LACKING JUSTIFICATION

Having ‘doors and windows open’ to outside voices does not necessitate including them on official committees of the State. Doing business with them or borrowing money from them is altogether different from according them places, no matter how small, in State organs.

 

Whether some state governments (including West Bengal) have done business with them in the past is again not relevant to the issue on hand. Whether they constituted only ten persons out of a total of four hundred is likewise entirely beside the point, as is the precise status and the potential influence in shaping policy of these taskforces and consultative groups. Likewise the fact that they as donors, have something to say which must be heard, does not entitle them to places on official committees. And the argument that since they are giving ‘inputs’ anyway, it is better for them to do so in the presence of others who contest their views is a non-sequitur when used to defend their presence on official committees. (The fact that the State Department of the US gives ‘inputs’ for our foreign policy does not mean that we should invite their officials to our cabinet meeting.)

 

ATTITUDE OF THE MEDIA & THE ELITE

 

What has been particularly remarkable about this whole episode is the attitude of a section of the media and of the elite towards those who have opposed the inclusion of these representatives in the Planning Commission committees. Apart from personal innuendoes, and meaningless questions like ‘why are these people afraid of foreigners?’ the issue has been presented as an instance of Left intransigence.

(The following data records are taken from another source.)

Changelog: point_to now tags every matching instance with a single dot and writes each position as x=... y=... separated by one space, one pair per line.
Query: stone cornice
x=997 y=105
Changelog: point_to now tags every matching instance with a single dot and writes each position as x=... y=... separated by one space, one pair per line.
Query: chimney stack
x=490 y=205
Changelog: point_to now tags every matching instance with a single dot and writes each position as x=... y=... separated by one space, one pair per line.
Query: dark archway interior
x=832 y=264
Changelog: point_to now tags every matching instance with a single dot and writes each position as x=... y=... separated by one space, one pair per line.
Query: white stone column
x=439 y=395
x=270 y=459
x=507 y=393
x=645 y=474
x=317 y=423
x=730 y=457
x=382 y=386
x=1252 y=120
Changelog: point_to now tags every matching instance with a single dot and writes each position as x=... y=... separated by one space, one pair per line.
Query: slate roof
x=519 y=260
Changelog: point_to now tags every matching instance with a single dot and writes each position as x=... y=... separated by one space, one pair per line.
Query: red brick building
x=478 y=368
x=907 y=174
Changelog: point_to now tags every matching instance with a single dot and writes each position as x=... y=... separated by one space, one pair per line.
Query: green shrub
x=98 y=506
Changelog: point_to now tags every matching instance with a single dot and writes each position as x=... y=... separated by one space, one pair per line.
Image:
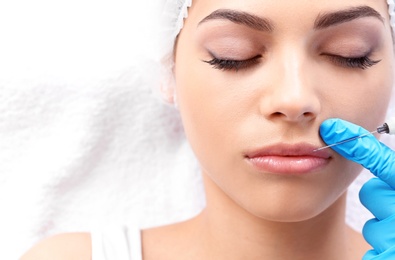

This plays down the question of the sovereignty of the nation-State which is involved in the inclusion of these representatives and which should concern everyone. Of course, making it an entirely Left versus the Rest issue, when the critics of this move are raising the issue of national sovereignty, implicitly makes national sovereignty an exclusive concern of the Left and thereby pays an unwitting compliment to the Left; but it does simultaneously belittle the question of national sovereignty.

 

The fact that the issues involved are much more significant than those normally associated with mere Left versus the Rest debates is underscored by the opposition that the inclusion of these representatives has generated even among non-Left economists committed to the idea of the nation. (And those of us belonging to the Left who opposed the move did not do so qua Left economists; this was an appellation coined by the media). This systematic unconcern with the issue of national sovereignty shows in turn the extent to which a section of the elite and the media has already seceded from the Indian nation. The strident tones in which the critics of inclusion are belittled by these elements, apart from showing how little they have learnt from the electoral verdict of May, underscores the distance that separates them from the ethos and aspirations of the freedom struggle. This struggle was precisely to establish a sovereign Indian State, free of the hegemony of metropolitan States, as the condition for the Freedom of the Indian people.